Playback Calibration And Loudspeaker Rendering
Objective
Account for the room’s actual speaker output path when rendering the AquaSynth/Ambisonic scene, so the spatial field is not merely correct inside the DSP graph but wrong in the air.
Current Mechanism
The previous Ambisonic research path ends at “decoder / renderer: binaural, stereo, OBS, speakers.” That is too vague. For a speaker playback rig, the renderer has to own the actual speaker layout, output-device latency, per-speaker delay/gain, and room/loudspeaker response at the listening position.
Main Finding
Ambisonics is scene-based: the B-format/HOA bus is not a speaker feed. A decoder converts that scene into a specific playback layout. ICST describes the workflow as source → encoder → B-format master → decoder → speakers; the same scene can feed different decoders without changing the scene itself [ICST].
IEM’s AllRADecoder is explicitly for arbitrary loudspeaker layouts, and IEM configuration files can store loudspeaker directions and decoder matrices [IEM AllRAD; IEM Config]. SPARTA also includes sparta_ambiDEC, a frequency-dependent loudspeaker ambisonic decoder with user-specified loudspeaker directions and JSON import [SPARTA]. So the playback side should use an explicit decoder configuration, not a hard-coded stereo-ish downmix.
Impulse response measurement matters because the physical speaker chain contributes delay, level, frequency response, and room reflections. FLUX:: MiRA summarizes impulse response measurement as a way to characterize a room/venue and amplifier/loudspeaker behavior [MiRA]. For this project, we need enough measurement to align arrivals and preserve spatial imaging, not a maximal audiophile pilgrimage with incense and regret.
Required Playback Model
flowchart TD A["AquaSynth Ambisonic bus"] --> B["Layout-specific ambisonic decoder"] C["Speaker geometry: x/y/z or az/el/r"] --> B D["Output device latency"] --> E["Render alignment"] F["Per-speaker IR measurements"] --> G["Delay/gain/EQ correction"] B --> G G --> E E --> H["Physical speakers in room"] H --> I["Listening position / performance zone"] I --> J["Measurement feedback"] J --> F
Invariants
- The ambisonic bus remains speaker-independent until the decoder stage.

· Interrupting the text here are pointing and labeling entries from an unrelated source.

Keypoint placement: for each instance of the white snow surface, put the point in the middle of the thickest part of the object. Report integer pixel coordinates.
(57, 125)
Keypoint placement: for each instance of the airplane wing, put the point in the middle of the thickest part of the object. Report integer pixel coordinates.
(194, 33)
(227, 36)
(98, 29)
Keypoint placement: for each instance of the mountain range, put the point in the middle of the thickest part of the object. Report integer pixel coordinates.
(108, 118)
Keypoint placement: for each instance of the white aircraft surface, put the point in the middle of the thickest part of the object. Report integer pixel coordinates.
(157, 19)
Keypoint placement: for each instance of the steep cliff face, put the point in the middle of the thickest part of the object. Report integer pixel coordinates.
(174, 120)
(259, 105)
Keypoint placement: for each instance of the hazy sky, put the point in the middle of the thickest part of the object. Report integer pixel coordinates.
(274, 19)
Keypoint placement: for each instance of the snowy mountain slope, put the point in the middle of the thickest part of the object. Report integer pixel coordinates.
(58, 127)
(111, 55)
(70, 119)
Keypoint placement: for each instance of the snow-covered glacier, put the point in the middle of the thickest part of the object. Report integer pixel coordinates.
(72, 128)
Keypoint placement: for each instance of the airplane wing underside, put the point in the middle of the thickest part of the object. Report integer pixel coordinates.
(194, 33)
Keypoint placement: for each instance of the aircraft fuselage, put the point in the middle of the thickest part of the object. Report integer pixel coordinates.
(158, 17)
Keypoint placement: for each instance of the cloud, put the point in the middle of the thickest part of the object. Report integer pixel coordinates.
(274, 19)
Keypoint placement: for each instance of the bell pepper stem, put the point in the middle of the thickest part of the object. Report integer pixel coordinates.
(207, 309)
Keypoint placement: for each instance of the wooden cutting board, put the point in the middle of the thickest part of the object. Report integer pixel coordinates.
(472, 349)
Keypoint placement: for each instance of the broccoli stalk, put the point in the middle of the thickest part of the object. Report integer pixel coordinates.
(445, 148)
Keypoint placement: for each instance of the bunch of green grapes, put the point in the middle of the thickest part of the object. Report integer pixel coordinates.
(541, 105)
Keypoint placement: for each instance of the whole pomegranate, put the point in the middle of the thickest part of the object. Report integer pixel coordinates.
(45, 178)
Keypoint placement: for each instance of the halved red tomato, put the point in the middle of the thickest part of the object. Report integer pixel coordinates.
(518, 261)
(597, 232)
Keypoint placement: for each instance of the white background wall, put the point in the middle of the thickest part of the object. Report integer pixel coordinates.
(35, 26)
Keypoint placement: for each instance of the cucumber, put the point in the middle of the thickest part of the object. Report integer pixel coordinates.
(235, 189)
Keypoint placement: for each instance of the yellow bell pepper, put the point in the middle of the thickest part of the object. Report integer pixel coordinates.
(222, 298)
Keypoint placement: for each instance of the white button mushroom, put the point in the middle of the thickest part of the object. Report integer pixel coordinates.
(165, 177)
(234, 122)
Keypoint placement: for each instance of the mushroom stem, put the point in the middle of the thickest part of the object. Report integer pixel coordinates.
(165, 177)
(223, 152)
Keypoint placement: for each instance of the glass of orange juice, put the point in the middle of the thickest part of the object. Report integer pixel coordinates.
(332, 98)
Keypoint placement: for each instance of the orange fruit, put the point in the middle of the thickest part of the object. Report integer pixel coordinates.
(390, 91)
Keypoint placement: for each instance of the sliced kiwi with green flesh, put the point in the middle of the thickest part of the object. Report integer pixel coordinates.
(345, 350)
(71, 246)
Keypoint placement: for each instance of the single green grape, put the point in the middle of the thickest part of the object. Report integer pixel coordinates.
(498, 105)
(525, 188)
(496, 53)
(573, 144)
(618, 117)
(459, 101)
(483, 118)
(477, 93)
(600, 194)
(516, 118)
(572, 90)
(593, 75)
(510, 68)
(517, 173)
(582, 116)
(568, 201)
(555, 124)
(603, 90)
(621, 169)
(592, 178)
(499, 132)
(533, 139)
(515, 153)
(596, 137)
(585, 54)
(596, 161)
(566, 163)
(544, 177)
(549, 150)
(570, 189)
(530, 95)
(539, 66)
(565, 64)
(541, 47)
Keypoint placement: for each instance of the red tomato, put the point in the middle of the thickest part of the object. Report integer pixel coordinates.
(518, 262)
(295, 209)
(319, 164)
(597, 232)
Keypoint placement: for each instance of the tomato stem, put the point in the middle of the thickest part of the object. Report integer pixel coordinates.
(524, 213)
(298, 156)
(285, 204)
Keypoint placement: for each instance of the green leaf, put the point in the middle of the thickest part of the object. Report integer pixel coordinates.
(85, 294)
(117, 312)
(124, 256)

- The decoder is specific to the active speaker layout.
- Speaker positions, output channel mapping, delays, trims, and correction filters are configuration, not folklore.
- Capture-side sync and playback-side alignment are separate responsibilities.
- If speakers are also used for calibration pings, acoustic echo from playback into microphones must be modeled or gated; otherwise the sync estimator may happily synchronize to its own tail.
Practical Design
-
Declare one playback profile. Store speaker count, channel order, device name, sample rate, nominal buffer size, and speaker coordinates.
-
Measure output latency and per-speaker impulse responses. Send a chirp/pulse through each speaker one at a time and capture it at the reference mic/listening position. Extract direct-arrival delay, level, polarity, and a short correction response.
-
Generate or load a decoder. Use AllRAD/IEM or SPARTA-style layout config first. Export the decoder matrix/profile if possible. Do not invent a decoder until existing tools fail a real invariant.
-
Apply per-speaker correction after decoding. The Ambisonic decoder outputs ideal speaker feeds. Delay/gain/EQ correction belongs after that, because it corrects the physical playback channels.
-
Align live monitoring latency. The live mic field, synth outputs, Faust DSP latency, decoder latency, audio driver buffer, and speaker propagation delay all contribute to when sound arrives. Keep a latency ledger so visual/OBS output and room playback can be aligned deliberately.
-
Prevent speaker output from corrupting mic sync. During calibration, mute/route intentionally. During live operation, the sync estimator should distinguish external voices from playback bleed when possible. At minimum, tag known outgoing calibration signals and avoid using those windows for passive drift estimates unless deliberately measuring echo.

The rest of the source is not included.